I’m not sure what the answer is, other than you have my sympathy for what you went through. I can only imagine it, and can understand why you would advocate against technology that could be used against others in similar situations.

It would also be good for people who can’t do facial recognition. I would love a HUD that tells me who everyone is if I should know who they are. I’d prefer that data be stored locally rather than being sent to Google if possible.

I’ve seen one in the wild at this point, just in passing at my school coffee shop. Honestly, I’m not sure how I would want to deal with someone coming into my classroom with these on. I actually had an issue with a student taking pictures during class (not to mention texting, etc), and called her out on it. I’m curious about being able to tell if someone is filming on these things - from what I understand, you can’t tell? It is, in all honestly, something I would not feel comfortable with, and would probably ask someone with these explicitly NOT to bring them to class because of that.

I’m wondering if this sort of thing is pushing the envelope, especially if you can’t tell someone is filming you. We live in this world where our lives are largely becoming self-surveillance, via things like sharing our activities via facebook/google +/instagram/whatever else. But if we have people filming us, without our knowledge or permission, in a situation like mine–a semi-public classroom setting, where part of what I’m doing involves what could arguable be my intellectual property (lectures i write), should people be able to film me, without my knowledge, and post those online. Isn’t this similar to a picture being posted online becoming a meme without the subjects knowledge?

Thoughts?

Do you not think privacy matters?

Interesting. I wonder if it could be used for people with face blindness?

Even for those of us who just have bad memories, a real time facial recognition app could be useful (though the social advantage of recognizing faces would be offset by the social disadvantage of wearing Glass.)

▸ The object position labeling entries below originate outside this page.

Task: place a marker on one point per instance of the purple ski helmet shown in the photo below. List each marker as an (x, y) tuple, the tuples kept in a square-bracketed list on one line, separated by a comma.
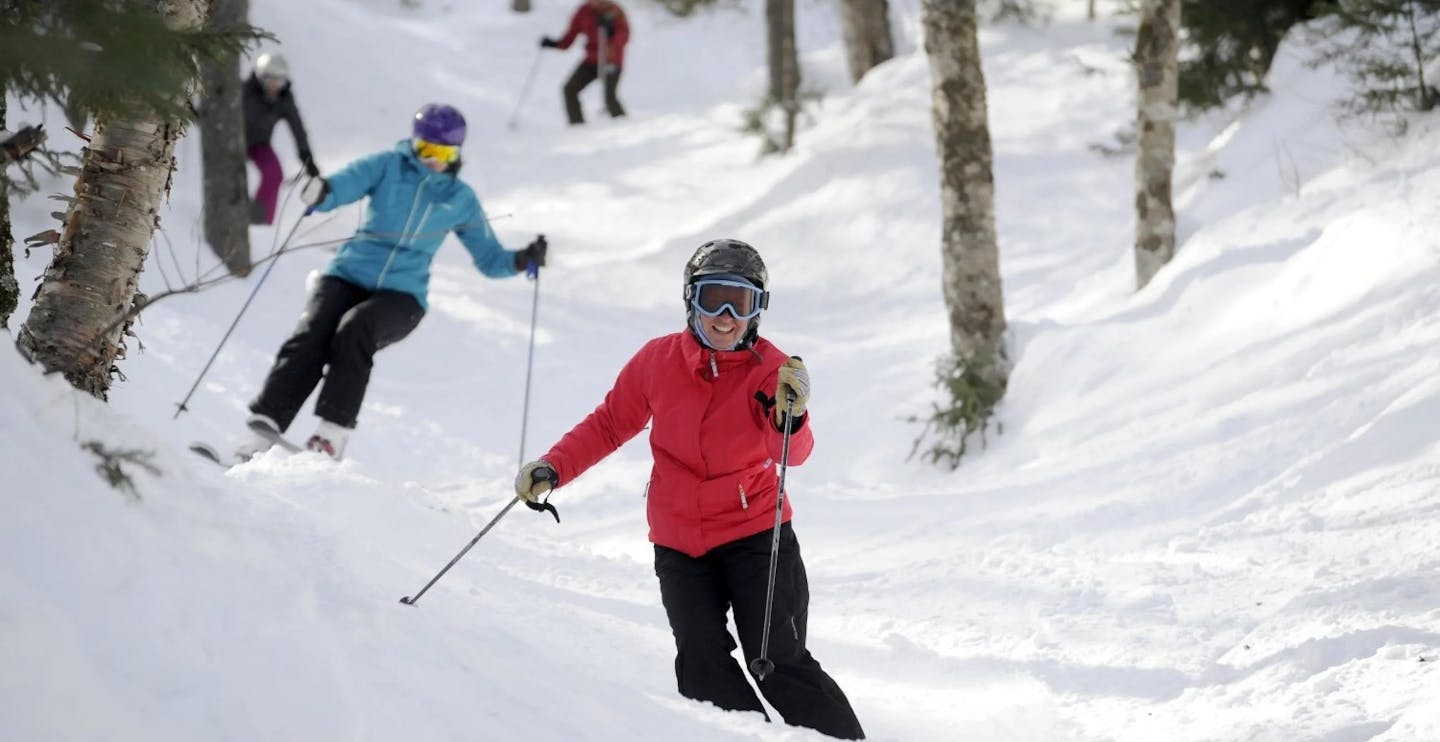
[(439, 123)]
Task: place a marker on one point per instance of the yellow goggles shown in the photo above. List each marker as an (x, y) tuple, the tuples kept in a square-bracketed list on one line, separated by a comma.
[(439, 153)]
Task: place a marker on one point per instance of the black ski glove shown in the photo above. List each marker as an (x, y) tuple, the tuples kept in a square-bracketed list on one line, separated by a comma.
[(314, 190), (534, 479), (532, 257)]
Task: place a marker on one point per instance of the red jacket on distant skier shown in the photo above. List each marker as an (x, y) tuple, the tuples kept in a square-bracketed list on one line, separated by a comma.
[(714, 481), (588, 20)]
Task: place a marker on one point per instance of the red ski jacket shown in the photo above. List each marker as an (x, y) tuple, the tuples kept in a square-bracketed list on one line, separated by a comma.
[(586, 20), (714, 444)]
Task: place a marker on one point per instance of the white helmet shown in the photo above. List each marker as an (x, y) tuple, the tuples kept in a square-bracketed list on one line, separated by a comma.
[(271, 65)]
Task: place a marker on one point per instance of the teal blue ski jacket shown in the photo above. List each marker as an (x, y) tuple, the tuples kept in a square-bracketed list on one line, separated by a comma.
[(411, 212)]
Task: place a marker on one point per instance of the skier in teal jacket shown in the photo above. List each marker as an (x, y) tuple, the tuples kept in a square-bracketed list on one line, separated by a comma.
[(373, 293)]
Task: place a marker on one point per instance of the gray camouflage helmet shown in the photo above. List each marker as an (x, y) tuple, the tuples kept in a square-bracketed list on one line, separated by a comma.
[(730, 258)]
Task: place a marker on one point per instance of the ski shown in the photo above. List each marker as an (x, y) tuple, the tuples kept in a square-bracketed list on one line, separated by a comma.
[(208, 453), (275, 437)]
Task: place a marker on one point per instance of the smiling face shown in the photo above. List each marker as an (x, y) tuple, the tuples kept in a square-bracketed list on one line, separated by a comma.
[(723, 330)]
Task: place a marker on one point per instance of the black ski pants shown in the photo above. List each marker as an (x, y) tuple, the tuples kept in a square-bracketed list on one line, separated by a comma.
[(337, 337), (699, 591), (583, 75)]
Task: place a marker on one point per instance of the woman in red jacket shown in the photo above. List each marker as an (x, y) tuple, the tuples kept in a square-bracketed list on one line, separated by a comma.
[(606, 32), (710, 394)]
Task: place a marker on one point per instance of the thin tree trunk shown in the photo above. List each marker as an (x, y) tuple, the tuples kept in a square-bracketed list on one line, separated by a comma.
[(222, 149), (968, 249), (95, 270), (9, 288), (785, 65), (866, 25), (1157, 49)]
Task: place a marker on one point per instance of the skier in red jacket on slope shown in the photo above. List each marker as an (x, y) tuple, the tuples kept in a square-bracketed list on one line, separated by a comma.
[(714, 395), (606, 32)]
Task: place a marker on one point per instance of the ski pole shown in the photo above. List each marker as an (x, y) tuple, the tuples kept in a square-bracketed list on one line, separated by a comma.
[(762, 666), (524, 91), (533, 271), (254, 291)]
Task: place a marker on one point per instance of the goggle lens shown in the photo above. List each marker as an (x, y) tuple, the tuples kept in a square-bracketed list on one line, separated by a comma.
[(439, 153), (712, 297)]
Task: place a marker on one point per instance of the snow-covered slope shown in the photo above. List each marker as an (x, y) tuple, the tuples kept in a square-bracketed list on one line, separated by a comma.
[(1208, 515)]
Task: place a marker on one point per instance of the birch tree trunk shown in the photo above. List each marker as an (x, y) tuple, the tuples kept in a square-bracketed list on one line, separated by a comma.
[(9, 288), (222, 150), (785, 65), (91, 284), (968, 244), (1157, 59), (866, 25)]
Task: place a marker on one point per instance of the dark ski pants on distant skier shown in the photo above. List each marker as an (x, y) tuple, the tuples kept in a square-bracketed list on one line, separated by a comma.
[(583, 75), (697, 591), (343, 327)]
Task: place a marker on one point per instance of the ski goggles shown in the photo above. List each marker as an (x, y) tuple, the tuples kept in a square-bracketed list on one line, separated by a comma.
[(438, 153), (713, 296)]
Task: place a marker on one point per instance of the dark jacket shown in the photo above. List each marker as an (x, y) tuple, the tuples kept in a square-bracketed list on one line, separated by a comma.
[(262, 113)]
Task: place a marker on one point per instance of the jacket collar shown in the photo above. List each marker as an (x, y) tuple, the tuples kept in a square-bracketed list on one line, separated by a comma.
[(699, 358)]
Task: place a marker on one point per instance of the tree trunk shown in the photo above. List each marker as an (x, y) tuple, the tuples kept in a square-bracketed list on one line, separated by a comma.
[(866, 25), (9, 288), (1157, 49), (75, 326), (222, 149), (785, 65), (968, 244)]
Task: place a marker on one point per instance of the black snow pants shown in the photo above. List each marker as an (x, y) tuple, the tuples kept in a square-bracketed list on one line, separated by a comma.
[(342, 329), (583, 75), (697, 591)]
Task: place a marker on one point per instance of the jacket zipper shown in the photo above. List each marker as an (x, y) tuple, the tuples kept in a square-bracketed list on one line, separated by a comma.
[(415, 203)]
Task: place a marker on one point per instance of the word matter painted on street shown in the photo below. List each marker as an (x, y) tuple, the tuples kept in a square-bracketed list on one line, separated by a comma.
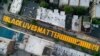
[(51, 33)]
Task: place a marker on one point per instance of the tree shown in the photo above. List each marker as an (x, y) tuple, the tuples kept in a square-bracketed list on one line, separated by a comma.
[(34, 22), (9, 24), (43, 4), (5, 1), (96, 21), (68, 9)]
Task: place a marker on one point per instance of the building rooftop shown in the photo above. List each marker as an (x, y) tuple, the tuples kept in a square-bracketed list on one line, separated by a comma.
[(61, 51), (36, 45), (54, 18), (3, 45), (16, 6)]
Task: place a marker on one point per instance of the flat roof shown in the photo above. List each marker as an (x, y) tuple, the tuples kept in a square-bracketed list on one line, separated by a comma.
[(16, 6), (36, 45), (61, 50)]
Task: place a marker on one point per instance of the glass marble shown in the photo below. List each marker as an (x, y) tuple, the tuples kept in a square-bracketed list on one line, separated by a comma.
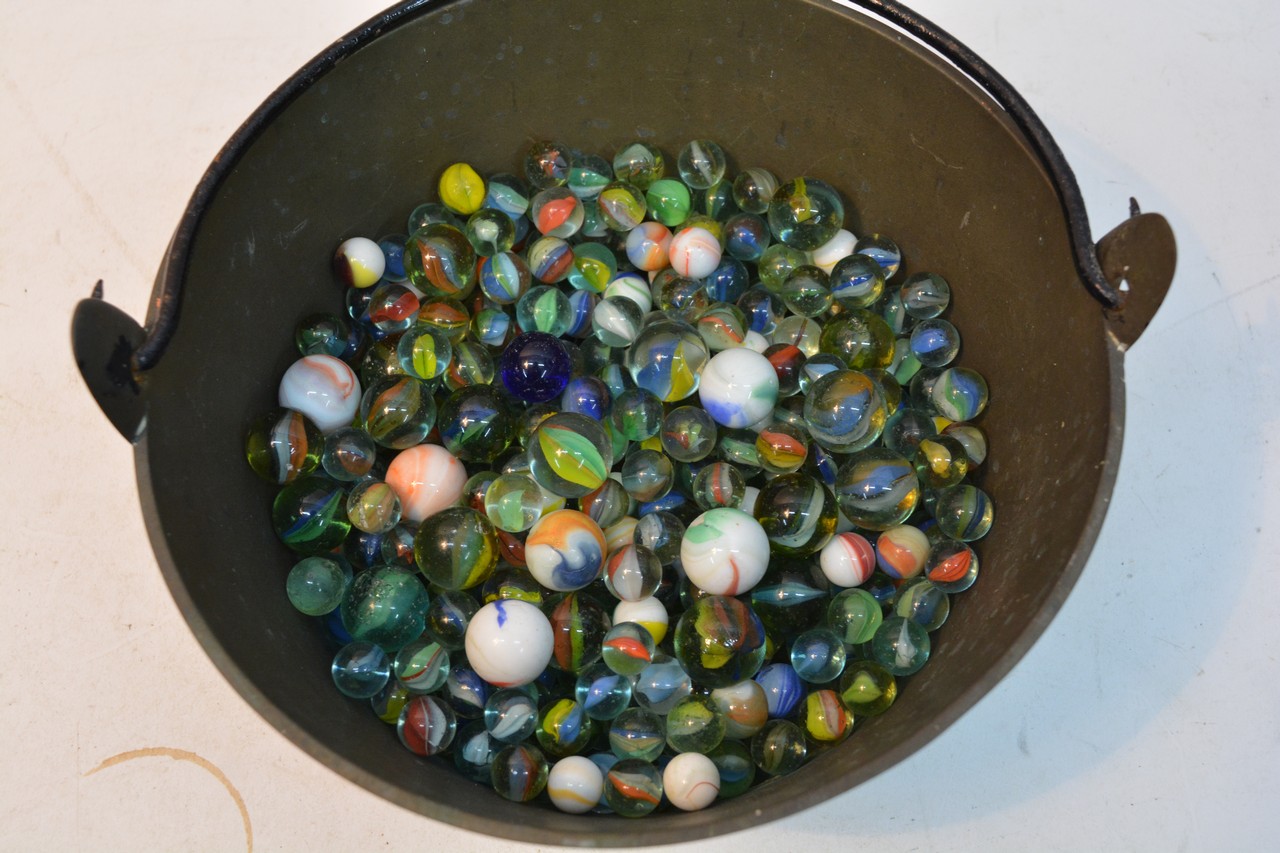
[(668, 203), (876, 488), (941, 461), (492, 325), (718, 484), (739, 387), (513, 502), (359, 261), (906, 428), (736, 769), (563, 728), (283, 445), (389, 702), (647, 474), (519, 772), (805, 213), (638, 733), (622, 205), (456, 548), (466, 692), (321, 388), (627, 648), (447, 617), (694, 252), (393, 308), (508, 643), (440, 261), (490, 232), (426, 725), (535, 366), (848, 560), (778, 748), (882, 250), (662, 684), (607, 505), (570, 455), (695, 724), (360, 670), (632, 573), (952, 565), (565, 551), (556, 211), (935, 343), (549, 259), (602, 692), (547, 164), (855, 615), (973, 439), (796, 512), (690, 781), (959, 393), (800, 332), (900, 646), (924, 296), (867, 688), (746, 236), (744, 707), (616, 322), (781, 447), (511, 715), (398, 411), (754, 188), (316, 585), (689, 434), (725, 551), (824, 719), (429, 214), (325, 334), (923, 602), (964, 512), (373, 506), (632, 788), (348, 454), (860, 338), (790, 598), (575, 784), (856, 282), (544, 309), (310, 515), (421, 666), (722, 327), (782, 688), (818, 656), (474, 749), (504, 277), (385, 606), (720, 641), (636, 414), (461, 188), (901, 551), (700, 164), (476, 423), (424, 352), (579, 625), (639, 163)]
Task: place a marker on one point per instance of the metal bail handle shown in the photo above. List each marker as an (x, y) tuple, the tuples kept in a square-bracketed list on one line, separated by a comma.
[(168, 302)]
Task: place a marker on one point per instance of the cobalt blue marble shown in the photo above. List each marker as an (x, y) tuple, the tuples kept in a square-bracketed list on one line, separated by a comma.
[(782, 688), (535, 366)]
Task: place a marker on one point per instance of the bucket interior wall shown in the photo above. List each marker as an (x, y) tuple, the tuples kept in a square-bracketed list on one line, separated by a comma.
[(801, 89)]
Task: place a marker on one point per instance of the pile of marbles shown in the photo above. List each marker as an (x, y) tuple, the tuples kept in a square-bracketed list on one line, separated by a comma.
[(627, 487)]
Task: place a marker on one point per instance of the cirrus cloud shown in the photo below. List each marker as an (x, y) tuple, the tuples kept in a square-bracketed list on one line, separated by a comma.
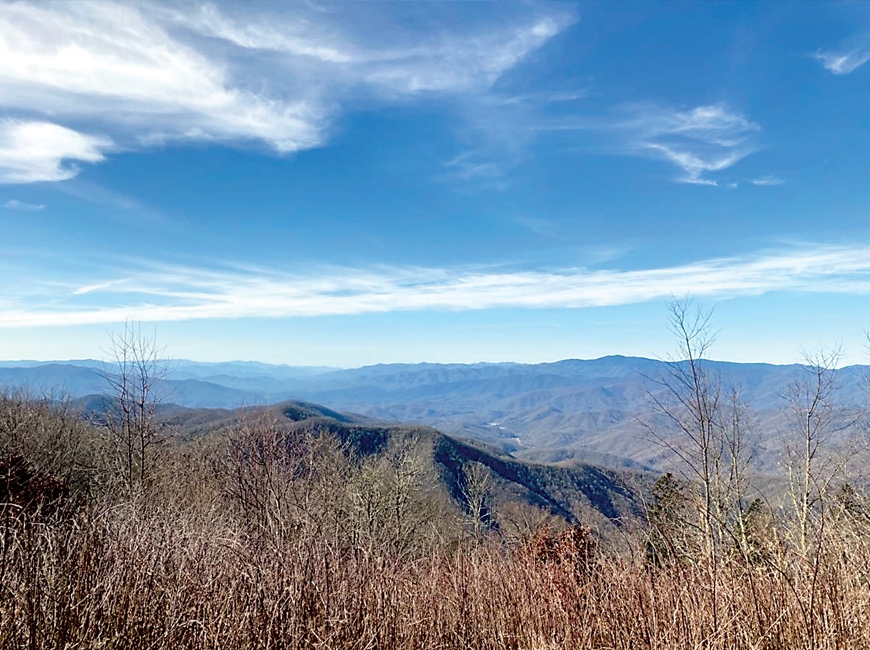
[(175, 293), (147, 74)]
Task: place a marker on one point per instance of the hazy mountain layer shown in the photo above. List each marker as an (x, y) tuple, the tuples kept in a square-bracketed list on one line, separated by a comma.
[(573, 410)]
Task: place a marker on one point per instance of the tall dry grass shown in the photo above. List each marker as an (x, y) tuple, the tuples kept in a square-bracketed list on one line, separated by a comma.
[(123, 578)]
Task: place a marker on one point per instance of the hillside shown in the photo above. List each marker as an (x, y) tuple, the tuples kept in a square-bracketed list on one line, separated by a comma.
[(569, 411), (582, 492)]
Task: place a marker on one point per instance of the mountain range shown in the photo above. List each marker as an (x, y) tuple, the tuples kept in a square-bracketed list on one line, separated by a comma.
[(571, 411)]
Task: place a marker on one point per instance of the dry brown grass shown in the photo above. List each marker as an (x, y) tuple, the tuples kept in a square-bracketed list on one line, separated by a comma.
[(187, 563), (168, 579)]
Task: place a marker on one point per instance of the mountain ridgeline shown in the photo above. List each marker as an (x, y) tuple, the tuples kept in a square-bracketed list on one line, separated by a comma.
[(571, 411)]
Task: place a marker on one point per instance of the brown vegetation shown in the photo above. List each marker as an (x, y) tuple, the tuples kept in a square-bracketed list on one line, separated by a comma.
[(268, 538)]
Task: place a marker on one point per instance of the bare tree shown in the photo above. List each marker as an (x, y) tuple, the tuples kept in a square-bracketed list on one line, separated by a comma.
[(476, 489), (705, 424), (815, 417), (133, 379)]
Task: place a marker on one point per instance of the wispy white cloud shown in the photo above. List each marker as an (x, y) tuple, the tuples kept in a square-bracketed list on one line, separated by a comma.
[(38, 151), (23, 206), (150, 73), (767, 181), (844, 62), (167, 293), (700, 140)]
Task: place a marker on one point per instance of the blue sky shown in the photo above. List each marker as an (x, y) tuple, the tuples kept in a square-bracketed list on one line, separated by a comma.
[(352, 183)]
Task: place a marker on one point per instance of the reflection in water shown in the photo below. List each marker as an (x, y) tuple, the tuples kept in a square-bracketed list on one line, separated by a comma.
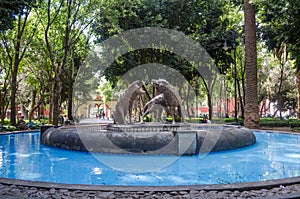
[(274, 156)]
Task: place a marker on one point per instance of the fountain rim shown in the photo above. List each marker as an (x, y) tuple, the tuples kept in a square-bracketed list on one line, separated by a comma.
[(242, 186)]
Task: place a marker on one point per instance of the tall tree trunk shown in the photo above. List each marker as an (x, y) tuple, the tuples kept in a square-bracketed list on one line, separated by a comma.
[(13, 93), (298, 88), (251, 95)]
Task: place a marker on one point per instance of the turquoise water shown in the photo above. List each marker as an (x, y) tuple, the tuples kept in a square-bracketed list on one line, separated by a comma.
[(274, 156)]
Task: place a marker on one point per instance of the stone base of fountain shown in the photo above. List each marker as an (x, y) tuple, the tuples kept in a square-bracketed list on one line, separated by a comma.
[(152, 138)]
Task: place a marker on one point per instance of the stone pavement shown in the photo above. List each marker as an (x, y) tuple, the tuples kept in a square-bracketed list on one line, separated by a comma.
[(22, 192)]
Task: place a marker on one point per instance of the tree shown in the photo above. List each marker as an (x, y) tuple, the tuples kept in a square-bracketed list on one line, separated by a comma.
[(251, 96), (203, 21), (279, 22), (9, 9), (66, 20), (16, 42)]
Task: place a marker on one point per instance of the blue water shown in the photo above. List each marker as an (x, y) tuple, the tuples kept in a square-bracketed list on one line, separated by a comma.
[(274, 156)]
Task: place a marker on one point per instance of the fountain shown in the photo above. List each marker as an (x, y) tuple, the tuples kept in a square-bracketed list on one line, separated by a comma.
[(126, 137)]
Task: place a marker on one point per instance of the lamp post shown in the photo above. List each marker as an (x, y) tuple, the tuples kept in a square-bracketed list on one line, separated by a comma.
[(233, 38)]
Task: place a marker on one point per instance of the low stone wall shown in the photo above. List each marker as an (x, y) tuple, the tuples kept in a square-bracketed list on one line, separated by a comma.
[(19, 189), (150, 139)]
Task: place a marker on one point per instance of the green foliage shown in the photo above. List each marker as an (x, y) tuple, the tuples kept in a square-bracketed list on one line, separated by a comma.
[(279, 23), (9, 9), (277, 122)]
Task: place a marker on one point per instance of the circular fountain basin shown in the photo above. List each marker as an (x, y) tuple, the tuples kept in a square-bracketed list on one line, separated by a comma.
[(152, 138), (274, 160)]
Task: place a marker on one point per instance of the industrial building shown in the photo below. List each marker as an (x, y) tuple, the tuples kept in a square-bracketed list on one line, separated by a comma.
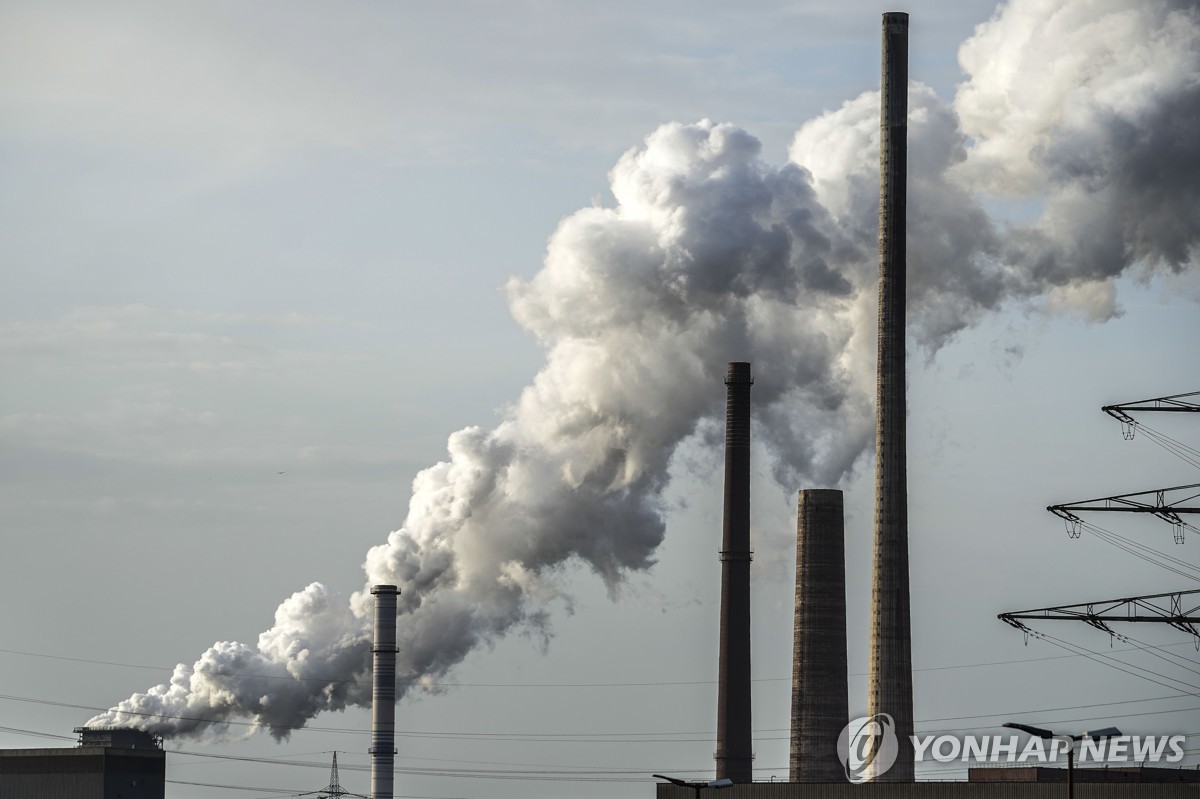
[(107, 764)]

[quote=“anon61221983, post:62, topic:28328”]
. But if we have people filming us, without our knowledge or permission, in a situation like mine–a semi-public classroom setting, where part of what I’m doing involves what could arguable be my intellectual property (lectures i write), should people be able to film me, without my knowledge, and post those online. Isn’t this similar to a picture being posted online becoming a meme without the subjects knowledge?

Thoughts?[/quote]

I had a teacher prohibit recording lectures back when recording lectures wasn’t very common, citing copyright, to which my thoughts were that he was being unreasonable and presumptuous given that most of the class tests were based, wait for it, on the damn lectures. What’s next, ban note taking? If he’s worried about copyright maybe he shouldn’t be a teacher, because teachers are supposedly teaching their copyrighted material to students with the intent they should learn it and apply it.

I understand that teachers can spend a huge amount of time creating their curricula, time they may not be justly compensated for. And I also realize that they may teach at multiple institutions and their work may not be subject to the work for hire copyright laws, so their pre-written lectures (it has to be fixed in a medium to be copyright by them) may not be be copyright by their employers (complicated subject), but nonetheless I find the prohibition against recording lectures to be annoying, as if they are worried that they can be replaced by a recording (which maybe they can be, but one would hope not).